Un passant 06/02/2016 15:07

L'auteur Sandrine Desse, dans son roman, L'histoire proscrite, propose une théorie assez intéressante à ce sujet:
"...Ebloui, Cyril caressa respectueusement la pierre du
Sphinx. Tout à son bonheur, il en oublia les hommes
armés qui les escortaient. Alexis le couvait d’un regard
souriant. Dominique, en sueur, peinait à les suivre. Son âge
et son poids ne s’accommodaient pas à cette torride
chaleur.
« – Je suis en train de crever d’avoir fait trois pas et tu
voudrais me faire croire que ce sont des humains qui ont
construit ça ? Si c’était le cas, il y aurait plus de squelettes
que de grains de sable, ici ! Alexis lui tapota doucement le
ventre du bout de son index.
– Cher ami, je pense que le principal secret réside dans
une nourriture moins riche…
– Ils étaient sensés porter bien plus sur leur dos que
moi sur le ventre… Bon Dieu, je suis en train de cuire !
Cyril lui lança un regard incrédule, puis son visage
s’illumina.
– Si ça a l’air impossible, c’est qu’ils ne l’ont pas fait.

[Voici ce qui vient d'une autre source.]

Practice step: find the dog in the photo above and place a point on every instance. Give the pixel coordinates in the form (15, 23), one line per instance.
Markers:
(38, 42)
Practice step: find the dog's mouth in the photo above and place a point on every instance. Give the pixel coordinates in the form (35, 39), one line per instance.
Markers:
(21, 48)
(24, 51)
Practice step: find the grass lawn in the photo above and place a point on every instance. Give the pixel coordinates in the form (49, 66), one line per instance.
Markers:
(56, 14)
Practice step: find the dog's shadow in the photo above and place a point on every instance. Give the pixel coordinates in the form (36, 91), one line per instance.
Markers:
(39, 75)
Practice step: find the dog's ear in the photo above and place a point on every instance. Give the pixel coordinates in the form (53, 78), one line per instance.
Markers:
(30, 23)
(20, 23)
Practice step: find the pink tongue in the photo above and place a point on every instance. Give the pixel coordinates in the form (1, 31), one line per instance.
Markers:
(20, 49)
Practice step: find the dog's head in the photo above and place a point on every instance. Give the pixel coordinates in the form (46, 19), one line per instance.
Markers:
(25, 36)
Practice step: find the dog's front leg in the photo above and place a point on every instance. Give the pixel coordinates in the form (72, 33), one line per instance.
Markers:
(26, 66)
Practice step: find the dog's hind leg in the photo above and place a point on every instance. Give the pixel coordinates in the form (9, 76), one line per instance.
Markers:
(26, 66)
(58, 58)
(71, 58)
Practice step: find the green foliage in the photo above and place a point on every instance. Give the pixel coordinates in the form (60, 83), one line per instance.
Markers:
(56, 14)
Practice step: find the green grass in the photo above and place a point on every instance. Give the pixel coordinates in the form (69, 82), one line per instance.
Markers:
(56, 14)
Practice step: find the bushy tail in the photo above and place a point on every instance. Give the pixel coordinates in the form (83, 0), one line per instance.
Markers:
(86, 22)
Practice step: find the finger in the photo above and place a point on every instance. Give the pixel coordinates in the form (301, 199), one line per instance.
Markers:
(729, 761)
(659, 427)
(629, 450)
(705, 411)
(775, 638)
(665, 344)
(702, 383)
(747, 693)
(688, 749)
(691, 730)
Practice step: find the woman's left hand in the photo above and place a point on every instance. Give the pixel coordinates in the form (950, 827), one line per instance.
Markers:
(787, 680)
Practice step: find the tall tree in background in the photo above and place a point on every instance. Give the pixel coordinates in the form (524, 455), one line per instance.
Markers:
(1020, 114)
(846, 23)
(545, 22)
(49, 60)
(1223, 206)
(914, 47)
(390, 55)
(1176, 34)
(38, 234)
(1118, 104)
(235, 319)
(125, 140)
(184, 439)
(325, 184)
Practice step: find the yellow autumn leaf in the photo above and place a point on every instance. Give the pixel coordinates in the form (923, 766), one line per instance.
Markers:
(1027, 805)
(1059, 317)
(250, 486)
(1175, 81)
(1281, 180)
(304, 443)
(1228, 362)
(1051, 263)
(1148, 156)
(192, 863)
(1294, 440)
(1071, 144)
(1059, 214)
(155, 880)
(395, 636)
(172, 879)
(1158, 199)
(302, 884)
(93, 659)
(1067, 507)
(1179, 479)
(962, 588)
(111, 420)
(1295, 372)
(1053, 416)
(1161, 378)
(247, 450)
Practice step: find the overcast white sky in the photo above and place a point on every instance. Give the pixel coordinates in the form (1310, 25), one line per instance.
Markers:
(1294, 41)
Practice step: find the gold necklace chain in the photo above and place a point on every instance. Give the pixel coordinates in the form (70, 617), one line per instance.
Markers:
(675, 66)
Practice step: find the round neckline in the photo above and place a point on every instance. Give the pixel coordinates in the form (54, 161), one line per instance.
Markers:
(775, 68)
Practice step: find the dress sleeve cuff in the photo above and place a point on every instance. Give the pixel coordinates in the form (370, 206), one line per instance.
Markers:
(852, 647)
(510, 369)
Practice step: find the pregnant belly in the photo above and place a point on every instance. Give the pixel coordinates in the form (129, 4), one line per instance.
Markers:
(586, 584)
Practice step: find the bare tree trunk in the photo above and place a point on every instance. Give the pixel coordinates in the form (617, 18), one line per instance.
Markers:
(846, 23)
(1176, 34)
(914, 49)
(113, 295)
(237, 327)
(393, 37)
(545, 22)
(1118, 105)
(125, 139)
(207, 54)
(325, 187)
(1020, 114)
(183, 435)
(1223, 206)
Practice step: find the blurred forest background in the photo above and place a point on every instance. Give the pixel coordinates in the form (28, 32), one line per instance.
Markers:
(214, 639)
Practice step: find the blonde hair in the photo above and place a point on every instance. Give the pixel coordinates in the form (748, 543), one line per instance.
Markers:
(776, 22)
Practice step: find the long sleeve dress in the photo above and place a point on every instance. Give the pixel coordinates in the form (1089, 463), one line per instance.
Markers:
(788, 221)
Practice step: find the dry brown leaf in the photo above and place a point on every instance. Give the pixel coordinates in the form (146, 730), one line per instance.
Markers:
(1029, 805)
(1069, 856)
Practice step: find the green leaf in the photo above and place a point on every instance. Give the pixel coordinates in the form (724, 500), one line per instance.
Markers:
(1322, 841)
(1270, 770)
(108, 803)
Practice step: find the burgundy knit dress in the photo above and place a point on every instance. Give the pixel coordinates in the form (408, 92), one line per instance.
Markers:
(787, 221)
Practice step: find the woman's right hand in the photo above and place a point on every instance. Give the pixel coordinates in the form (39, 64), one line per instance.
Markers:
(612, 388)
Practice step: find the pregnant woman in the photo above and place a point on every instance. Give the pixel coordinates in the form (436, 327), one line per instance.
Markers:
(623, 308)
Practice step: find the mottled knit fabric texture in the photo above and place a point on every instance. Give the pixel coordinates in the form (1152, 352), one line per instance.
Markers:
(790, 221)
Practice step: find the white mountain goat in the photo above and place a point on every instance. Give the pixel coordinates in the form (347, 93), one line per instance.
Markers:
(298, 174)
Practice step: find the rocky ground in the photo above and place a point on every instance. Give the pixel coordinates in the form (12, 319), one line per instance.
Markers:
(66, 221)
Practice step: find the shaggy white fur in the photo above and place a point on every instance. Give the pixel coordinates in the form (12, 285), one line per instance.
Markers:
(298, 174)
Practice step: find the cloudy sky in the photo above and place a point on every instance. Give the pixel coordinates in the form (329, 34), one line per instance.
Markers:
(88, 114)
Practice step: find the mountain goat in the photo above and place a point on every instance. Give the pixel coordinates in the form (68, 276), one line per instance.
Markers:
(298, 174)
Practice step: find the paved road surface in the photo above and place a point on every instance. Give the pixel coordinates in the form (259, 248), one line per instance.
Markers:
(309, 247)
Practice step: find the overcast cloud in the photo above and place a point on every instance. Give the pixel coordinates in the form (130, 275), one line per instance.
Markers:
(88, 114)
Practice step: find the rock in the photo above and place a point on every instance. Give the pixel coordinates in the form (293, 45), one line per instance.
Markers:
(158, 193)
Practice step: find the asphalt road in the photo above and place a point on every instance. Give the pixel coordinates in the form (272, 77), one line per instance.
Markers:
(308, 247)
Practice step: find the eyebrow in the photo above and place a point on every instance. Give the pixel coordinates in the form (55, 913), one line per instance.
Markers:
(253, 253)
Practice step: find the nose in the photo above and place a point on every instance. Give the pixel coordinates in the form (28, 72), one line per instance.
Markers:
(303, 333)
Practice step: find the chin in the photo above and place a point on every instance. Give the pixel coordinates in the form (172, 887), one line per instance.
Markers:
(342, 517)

L’explication la plus logique est toujours la plus proche de
la vérité. Les théories les plus folles circulent pour
expliquer le mode de construction de ces monuments. Une
des théories qui fâchent le plus les égyptologues est celle de
la pierre réagglomérée à partir de calcaire désagrégé émise
par Joseph Davidovits en 1978. Et pourtant, les dernières
recherches scientifiques tendent à lui donner raison,
d’autant plus que le calcaire argileux est naturellement
présent sur les lieux de la construction. Sa théorie visait à
trouver une réponse pratique aux difficultés liées au
transport, au levage ou à l’ajustement très serré des blocs,
ainsi qu’à d’autres questions réputées insolubles comme la
fabrication des statues et des vases de pierre dure aux
formes fines et à l’aspect de surface soigné qui semblent
impossibles à réaliser par des méthodes de taille, surtout à
une époque où l’outillage était essentiellement de pierre et
de cuivre. Joël Bertho va dans ce sens en affirmant que
d’importants blocs de pierres concaves et convexes
s’assemblent parfaitement au millimètre près ce qui est
impossible à faire en taillant les pierres. Avec une
extraordinaire mauvaise foi, Jean-Claude Golvin a retoqué
ces théories en répondant que la provenance de toutes les
sortes de pierres constituant les pyramides est parfaitement
connue, les pierres des assises étant en calcaire silicieux
provenant de Gizeh même où les carrières sont encore
visibles, le parement venant de Tourah et le granite des
chambres funéraires étant issu des carrières d’Assouan. Il
ajoute en conclusion qu’il ne voit pas pourquoi les
Egyptiens se seraient compliqué la tâche en fabriquant de
la pierre alors qu’ils en avaient à revendre. On pourrait lui
répondre en lui disant qu’ils l’ont fait pour les mêmes
raisons que nous préférons utiliser aujourd’hui le béton
pour nos constructions. Ça facilite la manutention, et ça
améliore l’étanchéité et la solidité de la structure. Mais si je
crois que Davidovits a raison sur le principe, je crois qu’il
se trompe sur la méthode. Il est compliqué de trouver de
l’eau dans le désert, or c’est un élément essentiel pour
agglomérer la poudre de calcaire et un liant quelconque.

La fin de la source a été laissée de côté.